Retrievers
Retrievers wrap vector stores in LangChain's Runnable interface — but choosing the wrong one costs latency and money. Decision framework, cost math, and evaluation code for MultiQuery, Parent, SelfQuery, Compression, Ensemble, and custom retrievers.
Quick Reference
- →Retriever = Runnable that accepts a string query and returns List[Document]

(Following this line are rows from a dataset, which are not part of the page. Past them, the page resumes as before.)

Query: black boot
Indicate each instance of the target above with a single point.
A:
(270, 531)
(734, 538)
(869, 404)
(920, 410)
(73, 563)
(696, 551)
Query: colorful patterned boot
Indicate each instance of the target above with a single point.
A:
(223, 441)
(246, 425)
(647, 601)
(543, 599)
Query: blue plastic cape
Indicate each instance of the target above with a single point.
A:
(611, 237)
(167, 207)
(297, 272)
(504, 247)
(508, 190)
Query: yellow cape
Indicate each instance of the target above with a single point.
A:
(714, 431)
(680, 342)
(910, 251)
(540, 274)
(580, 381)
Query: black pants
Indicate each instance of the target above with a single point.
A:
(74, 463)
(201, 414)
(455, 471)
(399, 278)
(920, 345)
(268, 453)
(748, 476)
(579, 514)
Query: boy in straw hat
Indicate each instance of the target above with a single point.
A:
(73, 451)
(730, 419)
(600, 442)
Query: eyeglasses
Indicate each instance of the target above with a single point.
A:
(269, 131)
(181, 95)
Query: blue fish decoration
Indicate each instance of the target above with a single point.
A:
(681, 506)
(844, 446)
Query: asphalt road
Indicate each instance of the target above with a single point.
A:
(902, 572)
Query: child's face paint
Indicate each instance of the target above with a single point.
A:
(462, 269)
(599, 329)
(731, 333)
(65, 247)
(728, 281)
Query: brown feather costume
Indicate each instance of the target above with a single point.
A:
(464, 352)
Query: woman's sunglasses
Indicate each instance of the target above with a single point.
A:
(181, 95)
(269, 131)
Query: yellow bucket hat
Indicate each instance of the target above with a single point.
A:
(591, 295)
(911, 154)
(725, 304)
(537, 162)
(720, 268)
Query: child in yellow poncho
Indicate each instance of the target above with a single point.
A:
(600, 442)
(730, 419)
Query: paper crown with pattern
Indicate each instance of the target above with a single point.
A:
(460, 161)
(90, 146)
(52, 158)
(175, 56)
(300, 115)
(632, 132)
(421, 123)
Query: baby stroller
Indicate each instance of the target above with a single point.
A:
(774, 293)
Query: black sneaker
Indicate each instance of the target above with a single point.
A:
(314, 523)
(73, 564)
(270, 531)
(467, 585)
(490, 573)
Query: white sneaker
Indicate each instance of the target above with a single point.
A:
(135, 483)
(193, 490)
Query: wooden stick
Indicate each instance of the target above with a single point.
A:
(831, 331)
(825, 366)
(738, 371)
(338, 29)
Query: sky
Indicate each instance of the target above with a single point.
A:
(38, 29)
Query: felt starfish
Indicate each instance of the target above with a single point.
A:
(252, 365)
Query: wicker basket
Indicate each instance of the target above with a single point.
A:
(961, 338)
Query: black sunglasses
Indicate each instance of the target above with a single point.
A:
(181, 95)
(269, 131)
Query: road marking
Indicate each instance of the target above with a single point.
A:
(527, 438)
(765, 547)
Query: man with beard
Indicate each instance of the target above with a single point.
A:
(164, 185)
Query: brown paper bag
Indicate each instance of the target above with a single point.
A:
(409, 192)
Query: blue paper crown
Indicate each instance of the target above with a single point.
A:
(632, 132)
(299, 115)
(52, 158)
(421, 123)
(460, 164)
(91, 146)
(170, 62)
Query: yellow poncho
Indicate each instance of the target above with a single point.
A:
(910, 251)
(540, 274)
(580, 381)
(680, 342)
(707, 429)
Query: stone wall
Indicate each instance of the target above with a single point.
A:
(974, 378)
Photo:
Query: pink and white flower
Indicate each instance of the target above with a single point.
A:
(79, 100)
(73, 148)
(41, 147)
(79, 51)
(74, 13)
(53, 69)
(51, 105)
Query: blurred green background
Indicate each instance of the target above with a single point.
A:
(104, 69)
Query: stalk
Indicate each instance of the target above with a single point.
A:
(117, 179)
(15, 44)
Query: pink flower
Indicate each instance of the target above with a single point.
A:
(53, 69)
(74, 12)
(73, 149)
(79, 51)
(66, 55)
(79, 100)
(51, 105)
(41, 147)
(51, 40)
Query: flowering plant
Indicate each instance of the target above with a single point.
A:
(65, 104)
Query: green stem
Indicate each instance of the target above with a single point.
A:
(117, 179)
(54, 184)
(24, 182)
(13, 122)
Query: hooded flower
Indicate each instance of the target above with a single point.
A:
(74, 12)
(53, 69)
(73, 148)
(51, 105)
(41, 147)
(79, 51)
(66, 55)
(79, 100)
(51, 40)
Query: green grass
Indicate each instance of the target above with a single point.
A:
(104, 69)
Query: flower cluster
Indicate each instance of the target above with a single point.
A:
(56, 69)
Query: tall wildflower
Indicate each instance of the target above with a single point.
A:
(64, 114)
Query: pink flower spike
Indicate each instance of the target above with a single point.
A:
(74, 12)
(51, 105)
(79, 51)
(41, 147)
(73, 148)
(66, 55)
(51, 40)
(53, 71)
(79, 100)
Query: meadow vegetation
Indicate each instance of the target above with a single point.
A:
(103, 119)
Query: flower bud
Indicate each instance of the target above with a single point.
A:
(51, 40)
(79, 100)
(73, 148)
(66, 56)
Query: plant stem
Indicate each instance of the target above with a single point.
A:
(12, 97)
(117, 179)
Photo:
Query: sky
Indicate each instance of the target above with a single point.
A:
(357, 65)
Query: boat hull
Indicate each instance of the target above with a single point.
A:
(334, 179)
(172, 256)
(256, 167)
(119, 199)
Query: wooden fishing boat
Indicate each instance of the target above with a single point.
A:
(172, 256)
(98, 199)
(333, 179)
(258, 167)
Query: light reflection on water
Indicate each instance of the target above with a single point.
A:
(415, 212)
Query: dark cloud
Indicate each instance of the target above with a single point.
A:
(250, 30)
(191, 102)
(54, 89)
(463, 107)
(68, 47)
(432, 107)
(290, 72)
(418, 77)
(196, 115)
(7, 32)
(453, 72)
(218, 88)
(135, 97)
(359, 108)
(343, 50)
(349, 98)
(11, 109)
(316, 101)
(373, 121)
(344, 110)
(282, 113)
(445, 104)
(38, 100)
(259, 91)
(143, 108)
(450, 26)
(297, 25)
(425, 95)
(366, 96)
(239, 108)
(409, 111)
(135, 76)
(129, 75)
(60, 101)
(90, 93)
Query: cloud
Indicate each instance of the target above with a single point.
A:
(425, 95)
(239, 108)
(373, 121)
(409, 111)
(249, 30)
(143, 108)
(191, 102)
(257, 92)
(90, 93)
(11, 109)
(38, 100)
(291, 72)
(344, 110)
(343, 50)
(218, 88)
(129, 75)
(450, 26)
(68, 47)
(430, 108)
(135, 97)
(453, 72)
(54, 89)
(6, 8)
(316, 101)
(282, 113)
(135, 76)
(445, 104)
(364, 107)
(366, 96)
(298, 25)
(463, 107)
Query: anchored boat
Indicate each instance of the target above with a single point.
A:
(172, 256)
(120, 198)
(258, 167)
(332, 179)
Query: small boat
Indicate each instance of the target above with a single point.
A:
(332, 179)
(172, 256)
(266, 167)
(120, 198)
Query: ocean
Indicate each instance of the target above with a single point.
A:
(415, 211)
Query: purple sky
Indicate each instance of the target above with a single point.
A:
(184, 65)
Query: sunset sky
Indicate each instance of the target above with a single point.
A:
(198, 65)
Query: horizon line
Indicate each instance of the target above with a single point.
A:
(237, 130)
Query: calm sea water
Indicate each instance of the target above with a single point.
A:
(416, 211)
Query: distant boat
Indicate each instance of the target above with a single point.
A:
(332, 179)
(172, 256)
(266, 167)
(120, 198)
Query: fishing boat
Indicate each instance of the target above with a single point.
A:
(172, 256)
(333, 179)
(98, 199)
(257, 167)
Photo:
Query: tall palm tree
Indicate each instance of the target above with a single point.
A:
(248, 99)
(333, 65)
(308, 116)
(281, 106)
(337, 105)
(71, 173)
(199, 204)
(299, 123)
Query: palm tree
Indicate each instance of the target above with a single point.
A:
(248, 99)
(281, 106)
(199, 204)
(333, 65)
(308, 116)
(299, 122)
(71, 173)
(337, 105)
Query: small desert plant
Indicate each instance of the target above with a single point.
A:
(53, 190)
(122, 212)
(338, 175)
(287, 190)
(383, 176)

- →vectorstore.as_retriever() wraps any VectorStore in the Runnable interface
- →LangChain v1: retriever classes moved to langchain_classic — install langchain-classic to keep them
- →MultiQueryRetriever: +1 LLM call to generate N query variations, then N+1 vector searches
- →ContextualCompressionRetriever: +k LLM calls where k = documents retrieved — expensive at scale
- →EnsembleRetriever: zero extra LLM calls — BM25 + vector merged with Reciprocal Rank Fusion
- →ParentDocumentRetriever: zero extra LLM calls — retrieves child chunks, returns parent context
- →Evaluate retrieval separately from generation: bad retrieval guarantees bad answers
Retriever vs. VectorStore
A VectorStore holds data and knows how to search it. A Retriever is a Runnable that wraps any search source — including a VectorStore — and exposes a single interface: give it a string, get back a List[Document]. That interface is what lets retrievers plug into LCEL chains with the | operator.
The Runnable interface gives retriever.invoke(), retriever.ainvoke(), retriever.batch(), and retriever.abatch() for free. You can swap the underlying retriever implementation without touching the chain.